イ 特許法104条の3は,「特許権又は専用実施権の侵害に係る訴訟において,当該特許が特許無効審判により無効にされるべきものと認められるときは,特許権者又は専用実施権者は,相手方に対しその権利を行使することができない。」と規定するが,同条に係る抗弁の成否を判断する前提になる発明の要旨は,特許無効審判請求手続において,特許庁(審判体)が,無効の有無を判断する前提とする発明の要旨と同様に認定されるべきである。

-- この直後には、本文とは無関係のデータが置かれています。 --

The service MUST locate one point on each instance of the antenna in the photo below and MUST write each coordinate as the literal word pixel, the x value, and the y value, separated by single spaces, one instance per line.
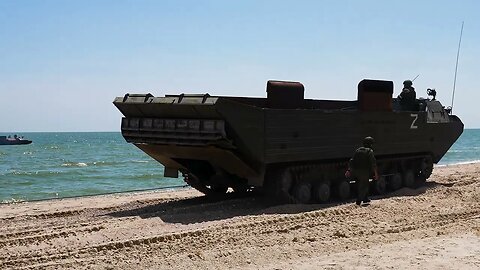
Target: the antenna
pixel 456 68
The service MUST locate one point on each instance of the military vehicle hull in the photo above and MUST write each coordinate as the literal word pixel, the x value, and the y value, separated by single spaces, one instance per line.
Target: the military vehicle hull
pixel 292 148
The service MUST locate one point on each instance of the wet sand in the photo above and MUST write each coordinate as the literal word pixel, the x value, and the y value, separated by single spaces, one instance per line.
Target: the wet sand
pixel 433 227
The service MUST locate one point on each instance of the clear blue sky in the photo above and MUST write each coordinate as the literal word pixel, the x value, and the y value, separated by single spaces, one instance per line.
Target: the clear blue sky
pixel 63 62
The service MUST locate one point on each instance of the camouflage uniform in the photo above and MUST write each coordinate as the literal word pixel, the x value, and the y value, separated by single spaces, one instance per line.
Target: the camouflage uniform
pixel 408 96
pixel 362 166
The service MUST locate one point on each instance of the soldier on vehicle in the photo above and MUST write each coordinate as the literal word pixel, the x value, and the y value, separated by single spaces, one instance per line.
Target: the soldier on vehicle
pixel 408 96
pixel 361 166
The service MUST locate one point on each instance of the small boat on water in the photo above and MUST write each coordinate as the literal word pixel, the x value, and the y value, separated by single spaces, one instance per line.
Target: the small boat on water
pixel 8 140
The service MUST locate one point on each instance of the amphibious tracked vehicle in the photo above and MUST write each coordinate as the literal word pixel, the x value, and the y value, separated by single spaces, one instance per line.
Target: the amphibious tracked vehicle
pixel 292 148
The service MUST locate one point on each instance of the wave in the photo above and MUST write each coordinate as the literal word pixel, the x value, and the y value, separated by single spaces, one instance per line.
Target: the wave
pixel 12 201
pixel 74 164
pixel 459 163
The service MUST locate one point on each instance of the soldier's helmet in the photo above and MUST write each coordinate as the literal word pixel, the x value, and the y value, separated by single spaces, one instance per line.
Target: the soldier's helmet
pixel 368 142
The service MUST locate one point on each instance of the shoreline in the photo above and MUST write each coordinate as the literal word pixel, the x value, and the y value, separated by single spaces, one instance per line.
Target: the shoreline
pixel 434 226
pixel 177 187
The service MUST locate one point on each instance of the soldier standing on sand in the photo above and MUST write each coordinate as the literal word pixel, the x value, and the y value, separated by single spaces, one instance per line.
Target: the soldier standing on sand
pixel 408 96
pixel 361 166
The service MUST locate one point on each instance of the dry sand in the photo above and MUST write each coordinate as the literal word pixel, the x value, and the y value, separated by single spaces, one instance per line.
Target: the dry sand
pixel 434 227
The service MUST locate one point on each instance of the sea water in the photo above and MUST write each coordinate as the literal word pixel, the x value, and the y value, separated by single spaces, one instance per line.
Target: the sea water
pixel 58 165
pixel 75 164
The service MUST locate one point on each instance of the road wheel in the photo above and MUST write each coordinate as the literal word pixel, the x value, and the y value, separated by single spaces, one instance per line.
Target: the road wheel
pixel 426 168
pixel 322 192
pixel 302 192
pixel 409 179
pixel 380 186
pixel 395 182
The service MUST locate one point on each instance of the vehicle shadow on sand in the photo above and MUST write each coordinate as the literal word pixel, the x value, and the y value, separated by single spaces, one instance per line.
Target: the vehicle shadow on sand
pixel 204 209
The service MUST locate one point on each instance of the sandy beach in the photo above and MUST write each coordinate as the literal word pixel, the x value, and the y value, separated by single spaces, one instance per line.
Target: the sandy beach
pixel 436 226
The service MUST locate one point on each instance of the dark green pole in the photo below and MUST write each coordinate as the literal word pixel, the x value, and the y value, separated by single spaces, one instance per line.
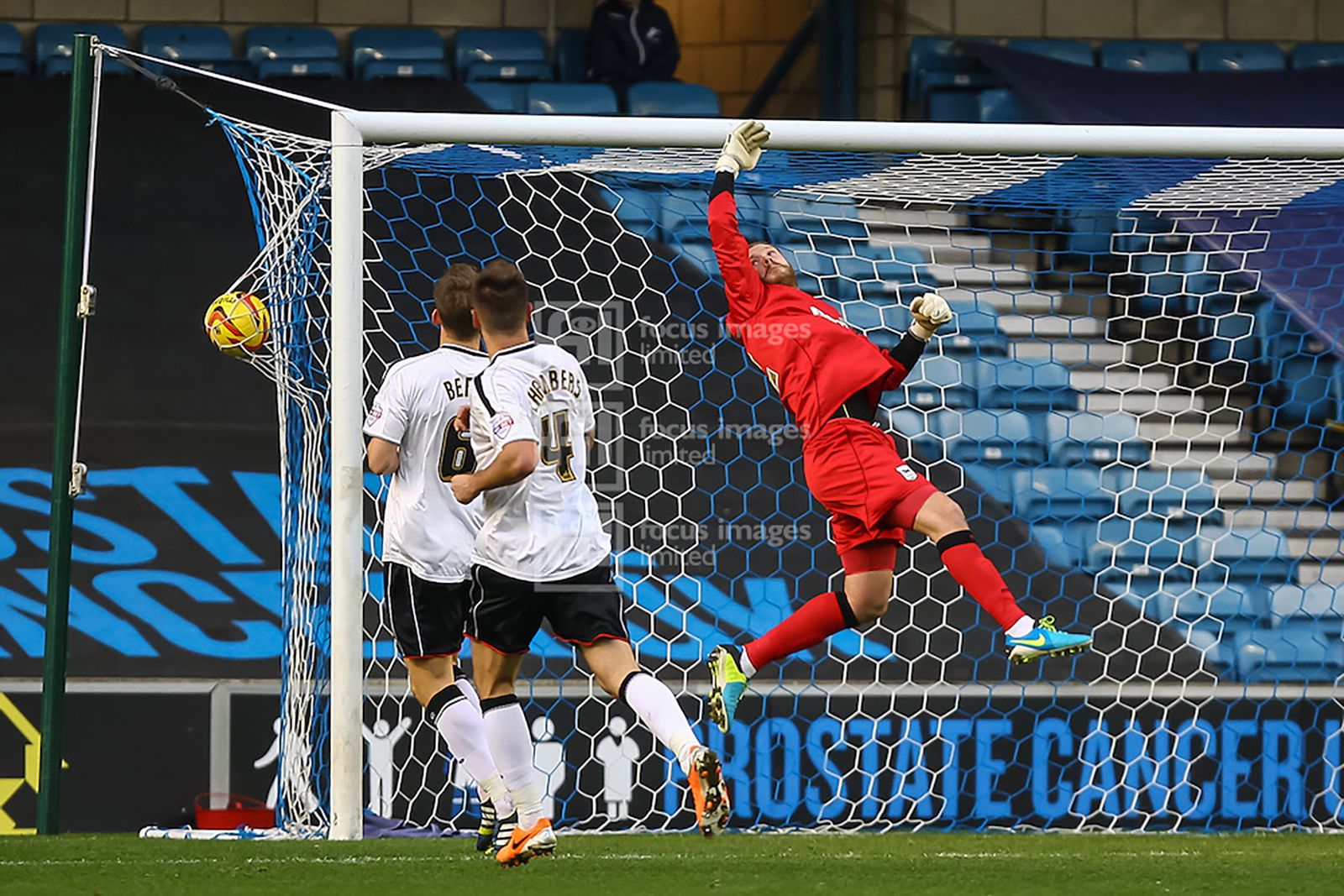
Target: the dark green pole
pixel 64 443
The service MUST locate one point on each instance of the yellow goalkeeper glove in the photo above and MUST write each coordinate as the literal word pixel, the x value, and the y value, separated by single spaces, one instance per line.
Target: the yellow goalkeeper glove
pixel 929 312
pixel 743 149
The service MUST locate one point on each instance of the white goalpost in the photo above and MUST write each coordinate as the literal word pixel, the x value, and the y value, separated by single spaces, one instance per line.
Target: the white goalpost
pixel 1135 406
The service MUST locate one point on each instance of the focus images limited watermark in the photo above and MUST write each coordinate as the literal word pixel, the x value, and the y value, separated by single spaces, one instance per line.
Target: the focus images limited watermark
pixel 696 543
pixel 663 443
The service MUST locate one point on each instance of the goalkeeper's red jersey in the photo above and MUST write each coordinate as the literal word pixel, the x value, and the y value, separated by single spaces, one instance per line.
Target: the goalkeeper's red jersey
pixel 801 343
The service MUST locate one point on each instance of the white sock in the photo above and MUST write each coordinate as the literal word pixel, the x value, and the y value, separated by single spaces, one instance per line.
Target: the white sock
pixel 654 703
pixel 745 664
pixel 461 727
pixel 511 743
pixel 470 692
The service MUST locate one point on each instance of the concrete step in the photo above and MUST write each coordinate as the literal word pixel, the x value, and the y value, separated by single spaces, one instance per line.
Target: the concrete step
pixel 1321 546
pixel 1215 466
pixel 1052 327
pixel 1075 354
pixel 1303 521
pixel 1267 493
pixel 1158 429
pixel 1310 573
pixel 1121 379
pixel 964 275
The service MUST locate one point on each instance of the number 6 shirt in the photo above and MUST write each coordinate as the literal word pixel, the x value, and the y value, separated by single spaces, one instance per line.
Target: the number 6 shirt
pixel 543 528
pixel 423 526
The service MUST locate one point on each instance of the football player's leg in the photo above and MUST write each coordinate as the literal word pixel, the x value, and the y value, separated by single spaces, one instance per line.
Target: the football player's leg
pixel 938 517
pixel 504 620
pixel 589 613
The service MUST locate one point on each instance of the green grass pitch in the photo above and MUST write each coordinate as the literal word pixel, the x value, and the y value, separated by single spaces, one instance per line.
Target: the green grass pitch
pixel 649 866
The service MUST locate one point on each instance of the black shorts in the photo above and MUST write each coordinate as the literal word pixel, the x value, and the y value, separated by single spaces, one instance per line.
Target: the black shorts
pixel 428 617
pixel 507 613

 そして,本件のように,「物の発明」であり,かつ,その特許請求の範囲にその物の「製造方法」が記載されている場合における「発明の要旨」についても,前述した特許権侵害訴訟における特許発明の技術的範囲の認定と同様に認定されるべきである。すなわち,
@ 発明の対象となる物の構成を,製造方法によることなく,物の構造又は特性により直接的に特定することが出願時において不可能又は困難であるとの事情が存在するときは,特許請求の範囲に記載された製造方法に限定されることなく,「物」一般に及ぶと認定されるべきであるが,
A 上記@のような事情が存在するといえないときは,その発明の要旨は,記載された製造方法により製造された物に限定して認定されるべきである。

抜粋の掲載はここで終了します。